Rapid transcriptional response of apple to fire blight disease revealed by cDNA suppression subtractive hybridization analysis

Authors: Norelli, John; FARRELL, JR., ROBERT - PENN STATE UNIV; Bassett, Carole; Baldo, Angela; Lalli, Donna; ALDWINCKLE, HERB - CORNELL UNIV; Wisniewski, Michael

Submitted to: Tree Genetics & Genomics
Publication Type: Peer Reviewed Journal
Publication Acceptance Date: 2/7/2007
Publication Date: 3/19/2008
Citation: Norelli, J.L., Farrell, Jr., R.E., Bassett, C.L., Baldo, A.M., Lalli, D., Aldwinckle, H.S., Wisniewski, M.E. 2008. Rapid transcriptional response of apple to fire blight disease revealed by cDNA suppression subtractive hybridization analysis. Tree Genetics & Genomics. 5: p. 27-40.

Interpretive Summary: Fire blight is a destructive disease of apple and pear trees that is estimated to cost the U.S. fruit industry over $100 million a year in crop losses and disease control. A technique known as 'suppression subtractive cDNA hybridization' was used to identify genes in apple that respond to fire blight infection. A total of 468 apple genes were identified that responded to the disease between 1 and 72 hours after challenge with the fire blight pathogen. The DNA sequence of these genes was deposited in a publicly accessible database maintained by the National Center for Biotechnology Information (http://www.ncbi.nlm.nih.gov). This genetic information will be used by biologists, horticulturalists, and plant breeders to develop new strategies for improving plant resistance to fire blight disease.

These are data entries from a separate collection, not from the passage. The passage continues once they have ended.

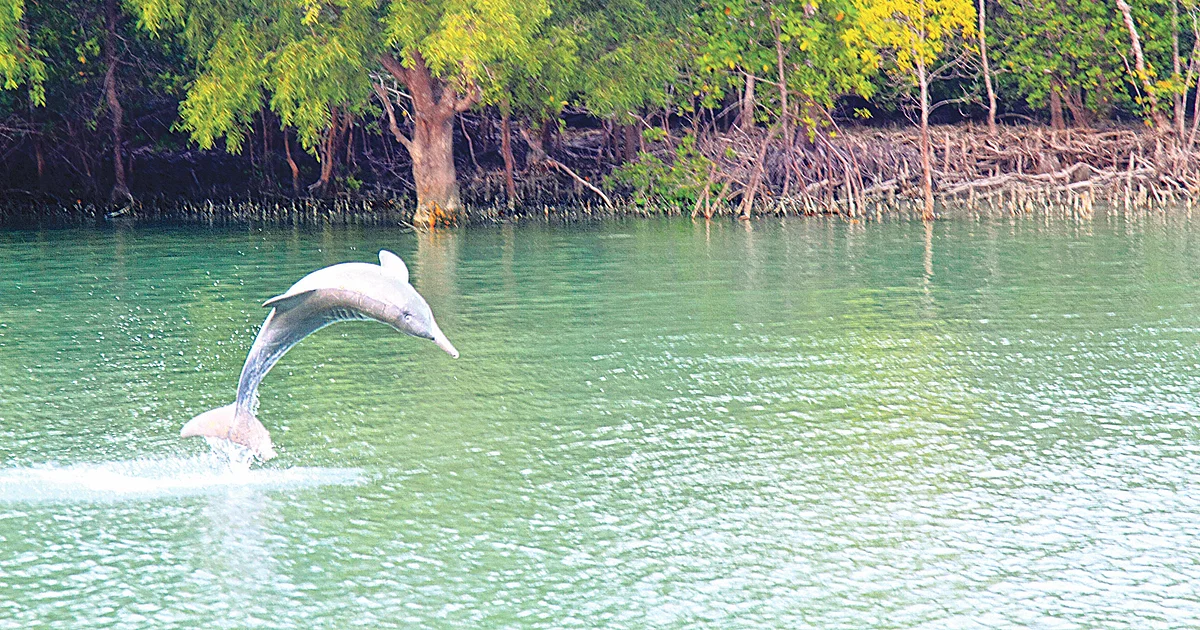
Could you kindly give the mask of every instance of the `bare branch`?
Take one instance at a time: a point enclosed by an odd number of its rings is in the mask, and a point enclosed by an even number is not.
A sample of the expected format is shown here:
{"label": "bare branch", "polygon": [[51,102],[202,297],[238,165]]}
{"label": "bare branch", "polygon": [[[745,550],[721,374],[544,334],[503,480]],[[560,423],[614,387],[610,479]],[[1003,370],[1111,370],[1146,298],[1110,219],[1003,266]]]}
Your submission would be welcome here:
{"label": "bare branch", "polygon": [[575,171],[572,171],[570,168],[568,168],[566,164],[563,164],[562,162],[559,162],[558,160],[556,160],[552,157],[546,157],[546,163],[549,164],[550,166],[553,166],[553,167],[561,170],[562,172],[566,173],[567,175],[570,175],[575,181],[579,182],[580,184],[583,184],[584,187],[586,187],[588,190],[596,193],[597,195],[600,195],[600,198],[604,200],[604,205],[606,205],[610,208],[612,207],[612,205],[613,205],[612,199],[609,199],[608,195],[604,194],[604,191],[600,190],[599,188],[596,188],[595,186],[592,185],[591,182],[589,182],[588,180],[577,175],[575,173]]}
{"label": "bare branch", "polygon": [[383,111],[387,113],[388,128],[392,130],[392,135],[396,137],[396,142],[404,145],[405,149],[412,151],[412,140],[405,137],[400,131],[400,126],[396,124],[396,112],[392,108],[392,99],[388,97],[387,90],[384,89],[382,83],[371,83],[371,87],[375,88],[375,94],[379,96],[379,100],[383,103]]}

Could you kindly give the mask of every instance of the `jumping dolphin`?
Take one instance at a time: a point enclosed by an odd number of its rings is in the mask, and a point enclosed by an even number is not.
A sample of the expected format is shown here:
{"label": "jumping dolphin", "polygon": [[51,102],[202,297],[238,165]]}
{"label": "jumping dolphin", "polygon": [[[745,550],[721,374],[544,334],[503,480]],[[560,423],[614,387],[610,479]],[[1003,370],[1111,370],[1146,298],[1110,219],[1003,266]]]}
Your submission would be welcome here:
{"label": "jumping dolphin", "polygon": [[222,438],[246,446],[263,461],[274,457],[271,436],[255,416],[258,384],[292,346],[336,322],[383,322],[402,333],[432,340],[458,358],[458,350],[438,328],[425,298],[408,283],[408,267],[387,250],[379,252],[378,266],[350,262],[318,269],[263,306],[271,307],[271,312],[242,366],[237,401],[192,418],[183,425],[181,436]]}

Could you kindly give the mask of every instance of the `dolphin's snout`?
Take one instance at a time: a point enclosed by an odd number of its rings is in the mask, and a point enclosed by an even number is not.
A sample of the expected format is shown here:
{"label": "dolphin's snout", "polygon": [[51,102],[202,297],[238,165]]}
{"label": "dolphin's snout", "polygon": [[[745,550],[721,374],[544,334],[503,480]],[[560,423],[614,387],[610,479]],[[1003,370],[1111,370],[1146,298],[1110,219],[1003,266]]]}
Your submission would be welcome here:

Technical Abstract: Fire blight, caused by the bacterium Erwinia amylovora (Ea), is a destructive disease of many tree and shrub species of the Rosaceae. Suppression subtractive cDNA hybridization (SSH) was used to identify genes that are differentially up- and down- regulated in apple (Malus X domestica) in response to challenge with Ea. cDNA libraries were constructed from Ea- and mock- challenged apple leaf tissue at various time intervals after challenge treatment ranging from 0.25 hours post inoculation (hpi) to 72 hpi and utilized in SSH. Gel electrophoresis of PCR-amplified SSH cDNAs indicated a greater quantity and size diversity in reverse SSH samples (down-regulated genes) collected at 1 hpi and 2 hpi, in comparison to forward SSH samples (up-regulated) or in comparison to reverse SSH samples (down-regulated) at 24 hpi and 48 hpi. A total of 468 non-redundant apple ESTs that responded to Ea challenge were identified by SSH. In analyzing the probable biological process associated with the SSH-ESTs, the reliability of BLASTX comparisons was improved by first identifying the Malus EST assembly most similar to the SSH-EST by BLASTN analysis and then using the most similar Malus EST assembly for BLASTX analysis. Many of SSH-ESTs identified following Ea-challenge of apple were similar to genes known to respond to bacterial challenge in the A. thaliana. The result indicated that there is a transcriptional response in apple to fire blight disease within 1hpi and that the transcriptional response can vary over time.